I have been testing various optimizers. The results below show how much of a signal can be recovered. To do that, we take the 1482 dimensional dataset map it through to 21 dimensions and then map it back to 1482 dimensions. After that we compare the original and recovered signal. The error we get is then compared against the most simple predictor; namely the average of the signal.
Now, the first thing we noticed is that although rmsprop style approaches go extremely fast, they do result in an average signal (literally, they just decode the signal by producing the average). Secondly, stochastic data corruption should of course not be combined with an optimizer that compensates for such noise (which the rmsprop and momentum methods do to a certain extend).
In the end, sgd turns out to retain the most ‘local patterns’, yet converges too slowly. Using adam improves the convergence speed. In this case, because mean-normalizing the data fucks up the results we actually modified adam to calculate the variance correctly.
This is of course all very beginner style stuff. Probably in a year or so I will look back at this and think: what the hell was I thinking when I did that ?
How did we come to these particular values ?
BpmDj represents each song with a 1482 dimensional vector. So I already had ~200000 entries of those and wanted to play with them. Broken down: the rhythm patterns contain 384 ticks per frequency band and we have 3 frequency bands. (thus 3*384). Aside from that we have loudness quantiles of 30 frequency bands (11*30). Which sums to about 1482 dimensions.
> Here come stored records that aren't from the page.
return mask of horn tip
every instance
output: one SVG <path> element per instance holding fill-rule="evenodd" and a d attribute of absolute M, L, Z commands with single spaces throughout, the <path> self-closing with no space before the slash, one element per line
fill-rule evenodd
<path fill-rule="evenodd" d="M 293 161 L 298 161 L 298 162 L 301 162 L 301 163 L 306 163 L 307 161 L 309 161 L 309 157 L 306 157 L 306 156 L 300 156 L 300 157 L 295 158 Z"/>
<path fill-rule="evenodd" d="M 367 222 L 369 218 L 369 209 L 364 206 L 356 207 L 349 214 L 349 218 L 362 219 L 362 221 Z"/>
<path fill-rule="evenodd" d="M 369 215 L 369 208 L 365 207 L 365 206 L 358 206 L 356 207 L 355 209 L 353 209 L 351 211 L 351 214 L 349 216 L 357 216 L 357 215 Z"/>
Then the second decission was made to stick to three layers. Mainly because google deepdream already finds high level patterns at the 3th level. No reason to go further than that I thought.
Then I aimed to reduce the same amount in each stage (/~4 as you noticed). So I ballparked the 21. And that was mainly because initially I started with an autoencoder that went 5 stages deep. It so happened I was happy at stage 21 and kept it like that so I could compare results between them.
Now, that 21 dimensional space might still be way too large. Theoretically, we can represent 2^21 classes with them if each neuron would simply say a yes/no. However, there is also a certain amount of redundancy between neurons. They sometimes find the same patterns back and so on.